Dénonçant une « pénurie organisée » et le retard pris par la réingénierie de leur spécialisation, les infirmières de bloc des associations Unaibode et Aeeibo mettent la pression sur les ministères.
Les Ibode sont en colère, et elles le font savoir. La semaine dernière, leur stand au Salon infirmier donnait le ton. Surplombant les ateliers suture et lavage des mains, deux banderoles témoignaient de l’ambiance actuelle. Avec une revendication : « Un master pour les Ibode ». Et une condamnation sans appel : « le ministère veut la mort des Ibode. »

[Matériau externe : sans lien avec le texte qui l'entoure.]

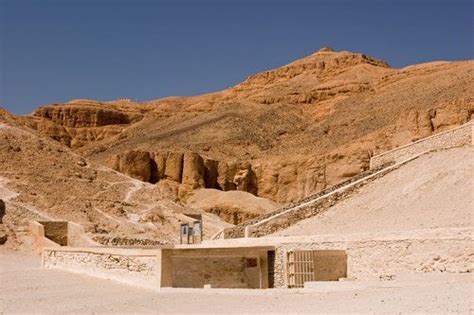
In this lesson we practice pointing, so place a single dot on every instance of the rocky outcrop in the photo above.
(233, 207)
(82, 116)
(136, 164)
(78, 124)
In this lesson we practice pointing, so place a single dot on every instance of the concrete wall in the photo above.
(371, 258)
(455, 137)
(194, 267)
(217, 272)
(370, 255)
(165, 267)
(330, 265)
(131, 266)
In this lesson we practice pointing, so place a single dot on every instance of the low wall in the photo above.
(58, 233)
(455, 137)
(166, 267)
(371, 255)
(138, 267)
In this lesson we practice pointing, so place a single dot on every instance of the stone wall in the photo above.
(450, 250)
(455, 137)
(132, 266)
(311, 208)
(186, 267)
(218, 272)
(239, 230)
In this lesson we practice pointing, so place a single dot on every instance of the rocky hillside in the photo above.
(44, 180)
(282, 134)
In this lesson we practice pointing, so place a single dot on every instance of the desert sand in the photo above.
(28, 289)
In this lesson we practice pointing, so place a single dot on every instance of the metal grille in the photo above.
(300, 267)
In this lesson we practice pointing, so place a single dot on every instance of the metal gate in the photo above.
(315, 265)
(300, 267)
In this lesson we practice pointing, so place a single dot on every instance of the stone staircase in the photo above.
(382, 164)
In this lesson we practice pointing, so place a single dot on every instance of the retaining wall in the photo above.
(372, 255)
(455, 137)
(131, 266)
(289, 217)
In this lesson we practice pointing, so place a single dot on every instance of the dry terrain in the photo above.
(28, 289)
(433, 191)
(129, 171)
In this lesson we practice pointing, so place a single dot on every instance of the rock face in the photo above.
(136, 164)
(233, 207)
(2, 210)
(81, 122)
(281, 134)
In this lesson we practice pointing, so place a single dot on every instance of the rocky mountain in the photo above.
(280, 135)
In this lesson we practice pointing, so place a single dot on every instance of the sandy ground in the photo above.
(434, 191)
(26, 288)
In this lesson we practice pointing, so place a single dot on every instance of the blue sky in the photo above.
(57, 50)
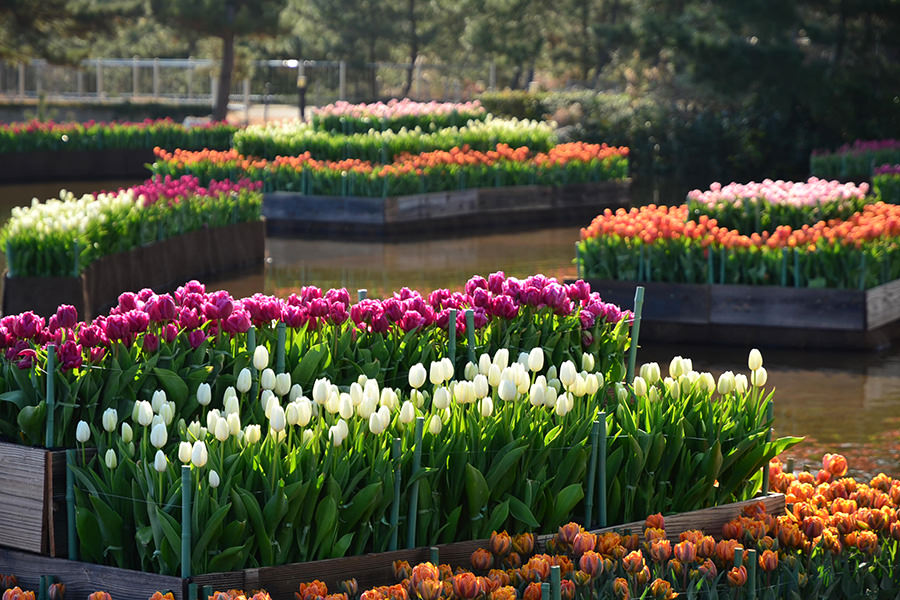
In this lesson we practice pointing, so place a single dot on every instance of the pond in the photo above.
(843, 402)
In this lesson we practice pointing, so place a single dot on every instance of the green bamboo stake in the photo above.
(185, 521)
(51, 394)
(395, 505)
(601, 478)
(470, 332)
(281, 332)
(592, 474)
(635, 331)
(70, 505)
(414, 487)
(555, 591)
(451, 335)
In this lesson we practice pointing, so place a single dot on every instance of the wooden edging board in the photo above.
(425, 214)
(160, 265)
(762, 315)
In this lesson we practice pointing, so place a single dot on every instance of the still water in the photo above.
(840, 402)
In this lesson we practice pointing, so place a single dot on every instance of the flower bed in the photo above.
(37, 136)
(886, 183)
(409, 174)
(346, 118)
(758, 207)
(292, 138)
(854, 162)
(63, 237)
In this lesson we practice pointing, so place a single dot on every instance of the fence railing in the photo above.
(193, 80)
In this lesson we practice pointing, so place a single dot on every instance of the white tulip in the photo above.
(754, 360)
(435, 425)
(159, 398)
(282, 384)
(204, 394)
(127, 433)
(260, 358)
(759, 377)
(160, 462)
(145, 413)
(184, 452)
(441, 398)
(244, 382)
(158, 435)
(536, 359)
(267, 379)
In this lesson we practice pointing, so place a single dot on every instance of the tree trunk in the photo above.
(225, 72)
(413, 47)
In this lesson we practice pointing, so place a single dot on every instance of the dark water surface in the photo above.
(841, 402)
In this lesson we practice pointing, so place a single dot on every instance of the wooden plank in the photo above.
(82, 579)
(883, 304)
(787, 307)
(22, 474)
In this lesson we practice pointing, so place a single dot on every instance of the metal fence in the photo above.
(192, 80)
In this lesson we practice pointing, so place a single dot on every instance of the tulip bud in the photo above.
(160, 461)
(159, 398)
(204, 394)
(145, 413)
(536, 359)
(726, 383)
(260, 358)
(244, 381)
(267, 379)
(110, 459)
(640, 387)
(470, 371)
(587, 361)
(435, 425)
(184, 452)
(110, 419)
(484, 364)
(199, 454)
(276, 418)
(127, 433)
(282, 384)
(441, 398)
(417, 376)
(759, 377)
(159, 435)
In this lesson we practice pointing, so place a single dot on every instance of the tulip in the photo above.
(204, 394)
(127, 433)
(759, 377)
(160, 462)
(82, 432)
(159, 435)
(754, 360)
(417, 376)
(244, 382)
(110, 459)
(184, 452)
(260, 358)
(199, 454)
(276, 418)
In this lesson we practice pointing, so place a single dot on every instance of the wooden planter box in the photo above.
(161, 266)
(762, 315)
(470, 209)
(281, 582)
(50, 165)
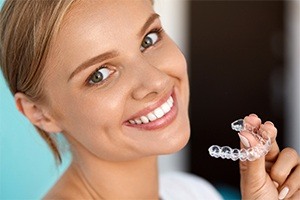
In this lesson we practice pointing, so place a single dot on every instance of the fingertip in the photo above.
(253, 115)
(269, 122)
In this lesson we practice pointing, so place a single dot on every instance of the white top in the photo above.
(185, 186)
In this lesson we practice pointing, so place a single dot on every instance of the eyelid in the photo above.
(87, 81)
(159, 32)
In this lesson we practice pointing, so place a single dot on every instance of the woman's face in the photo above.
(110, 70)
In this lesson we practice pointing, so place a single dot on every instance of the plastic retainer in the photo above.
(250, 154)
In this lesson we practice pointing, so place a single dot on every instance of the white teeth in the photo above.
(151, 117)
(165, 107)
(144, 119)
(156, 114)
(138, 121)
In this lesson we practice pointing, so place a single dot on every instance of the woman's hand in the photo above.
(274, 176)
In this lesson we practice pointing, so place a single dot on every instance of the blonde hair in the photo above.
(27, 28)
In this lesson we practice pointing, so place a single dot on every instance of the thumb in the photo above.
(252, 173)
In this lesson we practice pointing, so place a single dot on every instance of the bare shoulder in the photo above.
(67, 187)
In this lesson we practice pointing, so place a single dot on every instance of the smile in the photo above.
(155, 114)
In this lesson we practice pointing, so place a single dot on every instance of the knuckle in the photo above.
(278, 175)
(291, 153)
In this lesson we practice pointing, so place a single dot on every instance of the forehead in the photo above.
(105, 13)
(91, 26)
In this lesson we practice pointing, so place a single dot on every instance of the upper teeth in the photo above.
(155, 114)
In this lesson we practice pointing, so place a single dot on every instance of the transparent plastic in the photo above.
(250, 154)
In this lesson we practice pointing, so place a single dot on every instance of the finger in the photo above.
(296, 196)
(285, 163)
(269, 130)
(252, 121)
(292, 184)
(252, 172)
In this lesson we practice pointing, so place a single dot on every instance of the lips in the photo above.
(154, 115)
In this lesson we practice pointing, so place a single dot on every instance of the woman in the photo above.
(106, 75)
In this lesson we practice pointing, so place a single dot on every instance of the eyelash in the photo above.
(159, 32)
(88, 80)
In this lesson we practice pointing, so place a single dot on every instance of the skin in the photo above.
(107, 150)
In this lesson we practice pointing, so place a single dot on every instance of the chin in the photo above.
(176, 144)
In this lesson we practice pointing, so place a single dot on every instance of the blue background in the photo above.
(27, 167)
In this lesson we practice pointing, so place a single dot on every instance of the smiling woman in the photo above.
(119, 96)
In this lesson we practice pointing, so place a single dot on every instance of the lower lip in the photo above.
(162, 122)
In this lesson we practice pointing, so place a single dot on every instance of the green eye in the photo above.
(99, 75)
(149, 40)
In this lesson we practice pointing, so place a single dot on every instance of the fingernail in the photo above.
(276, 184)
(253, 115)
(244, 140)
(283, 193)
(269, 122)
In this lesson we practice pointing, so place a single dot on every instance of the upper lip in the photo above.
(152, 107)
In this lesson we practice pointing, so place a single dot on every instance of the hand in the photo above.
(274, 176)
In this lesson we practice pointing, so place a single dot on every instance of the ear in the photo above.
(36, 114)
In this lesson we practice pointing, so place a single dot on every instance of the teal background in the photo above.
(27, 167)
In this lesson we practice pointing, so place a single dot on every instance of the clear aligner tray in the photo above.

Objet de ce discours très offensif : le silence ministériel face à leurs revendications, traduisant selon elles un manque de considération. « Oui, nous allons jusqu’à dire que le ministère veut la mort des Ibode, car il organise selon nous la pénurie dans notre profession », clament en chœur Brigitte Louvel, vice-présidente de l’Unaibode (Union nationale des associations d’infirmiers de bloc opératoire diplômés d’Etat) et Aline Dequidt-Martinez, présidente de l’Aeeibo (Association des enseignants et des écoles d’infirmiers de bloc opératoire).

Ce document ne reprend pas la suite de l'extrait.